The Hirshhorn Museum
Corner of 7th St. and Independence Ave. NW
Ms. Hen visited the Hirshhorn Museum on a rainy Tuesday in time for a guided tour. The docent directing the tour, Janet, told Ms. Hen that she likes to give interactive tours, having each person give an opinion and talk about the art and what it makes that person think. Only one other person went on the tour with Ms. Hen, a man from Poland who told Janet he was studying art history.
The first piece they looked at was a photograph by an artist named Hiroshi Sugimoto. It showed a picture of an ornate old-fashioned theater with a glowing light where the screen would be. Ms. Hen told the guide that it made her think the artist was trying to say that the movies are a void and he contrasted it with a picture of a beautiful theater. The art history student said he had seen photos like these before.
Janet said that it was an entire film exposed and that’s where the glowing light came from. She said she didn’t know if it was supposed to be a political statement of the movies. But she said the artist wanted to show old theaters that used to be in their glory contrasted with the bright light of an entire film.
The next piece the group looked at was a bunch of what looked like rocks on the floor. Janet asked Ms. Hen what she thought it was supposed to be. Ms. Hen said it looked like it could be bones from animals placed in a circle that meant the circle of life. She also said that it reminded her of pieces of ceramic cows because she used to collect cows.
Janet said they were actually pieces of flint that the artist Richard Long picked up on his walks in the countryside in England. She explained he is an environmental artist and makes art from the natural world.
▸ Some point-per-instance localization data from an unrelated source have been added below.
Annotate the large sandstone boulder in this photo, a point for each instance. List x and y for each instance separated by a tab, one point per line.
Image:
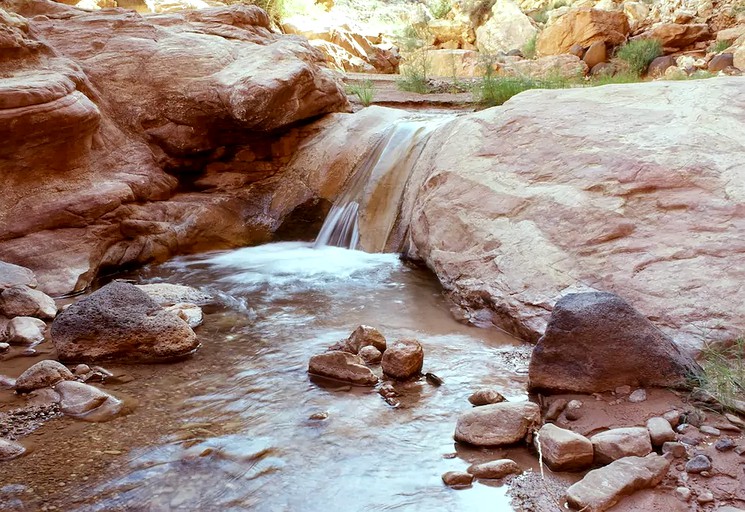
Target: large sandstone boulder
507	29
602	488
499	424
596	342
96	107
583	27
611	203
122	323
564	450
617	443
339	365
674	35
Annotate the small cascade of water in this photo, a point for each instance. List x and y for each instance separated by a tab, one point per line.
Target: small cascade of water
374	192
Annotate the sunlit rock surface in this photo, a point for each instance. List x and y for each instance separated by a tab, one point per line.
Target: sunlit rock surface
634	189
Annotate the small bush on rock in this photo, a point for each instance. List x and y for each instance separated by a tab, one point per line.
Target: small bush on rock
640	54
364	90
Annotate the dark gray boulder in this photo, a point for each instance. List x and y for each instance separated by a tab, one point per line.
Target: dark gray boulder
120	322
596	342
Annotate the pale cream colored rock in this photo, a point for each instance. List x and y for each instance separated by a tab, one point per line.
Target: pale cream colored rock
602	488
507	29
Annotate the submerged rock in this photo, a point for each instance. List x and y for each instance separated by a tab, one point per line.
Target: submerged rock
486	396
340	365
495	469
563	450
370	354
617	443
403	360
500	424
10	450
25	301
189	313
602	488
596	342
120	322
87	402
457	479
167	294
364	336
25	330
41	375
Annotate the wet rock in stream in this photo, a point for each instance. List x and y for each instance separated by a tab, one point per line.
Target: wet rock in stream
41	375
342	366
120	321
403	359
Janet told the group that he sent the stones in a box and told the curator that he wanted them formed in a circle with a nine-foot diameter. Somehow, no matter how they displayed them, they always came out circle with a nine-foot diameter.
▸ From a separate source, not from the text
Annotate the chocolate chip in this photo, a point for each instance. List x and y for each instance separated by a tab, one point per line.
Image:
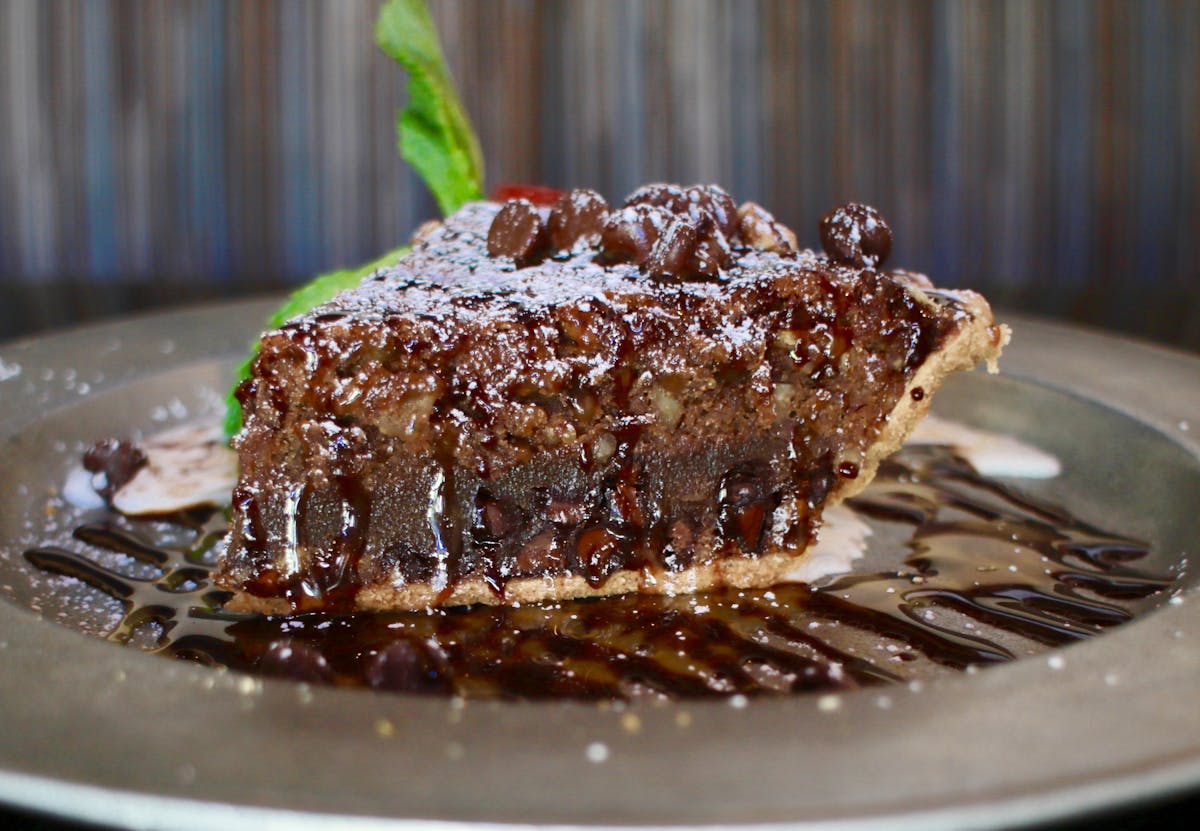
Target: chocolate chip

The group looked at a piece of art with a mannequin sitting at a desk dressed in African print 16th century period clothes. Ms. Hen cheated a little and looked at the title of the piece, THE AGE OF ENLIGHTENMENT. She told Janet it was ironic it was called that and the model didn’t have a head.
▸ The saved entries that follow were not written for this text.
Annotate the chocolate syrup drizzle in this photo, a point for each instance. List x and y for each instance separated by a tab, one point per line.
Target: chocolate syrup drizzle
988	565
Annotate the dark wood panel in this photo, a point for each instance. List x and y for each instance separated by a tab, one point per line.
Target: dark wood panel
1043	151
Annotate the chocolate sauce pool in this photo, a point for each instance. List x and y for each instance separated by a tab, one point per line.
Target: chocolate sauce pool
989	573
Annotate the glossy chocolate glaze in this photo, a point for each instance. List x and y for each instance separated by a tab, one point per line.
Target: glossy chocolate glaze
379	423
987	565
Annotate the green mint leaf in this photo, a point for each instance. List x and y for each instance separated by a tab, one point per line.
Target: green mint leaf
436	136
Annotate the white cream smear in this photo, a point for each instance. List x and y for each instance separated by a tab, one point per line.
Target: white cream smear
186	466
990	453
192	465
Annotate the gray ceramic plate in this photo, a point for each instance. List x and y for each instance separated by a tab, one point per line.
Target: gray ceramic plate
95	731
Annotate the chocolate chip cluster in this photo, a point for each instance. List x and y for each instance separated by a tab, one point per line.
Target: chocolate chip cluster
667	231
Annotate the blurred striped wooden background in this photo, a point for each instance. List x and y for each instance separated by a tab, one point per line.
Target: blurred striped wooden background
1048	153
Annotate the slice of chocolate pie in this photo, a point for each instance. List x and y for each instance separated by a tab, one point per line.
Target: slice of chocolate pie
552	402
It turned out that this artist, Yinka Shonibare is famous for his art with models of people with no heads. He is a political artist from Africa living in England and makes statements about the history of Europe and Africa by making art like this.
The group looked at another piece of art that was simply the words A RUBBER BALL THROWN TO THE SEA written in large blue letters on a wall, by artist Lawrence Weiner. Janet told Ms. Hen and the art history student to close their eyes and explain what they saw. Ms. Hen said the way it was written was like the ball was bouncing. They also looked at the words on the windows that said REDUCED backwards and forwards. Ms. Hen said it make her think that what was in the museum was reduced and also what was outside was reduced, that it wasn’t worth anything anymore. Janet told them that The National Archives was outside the window and that might have been what was thought to be reduced, like it was on sale.
Ms. Hen doesn’t usually go on tours of art museums, but she really liked this tour. She enjoyed thinking about the art and explaining what she thought of it. It was a clever way to do a tour. She went to this museum on a whim; she wasn’t planning on it, but she was glad she did. She liked being surrounded by things that were strange, because she’s a strange hen that likes art.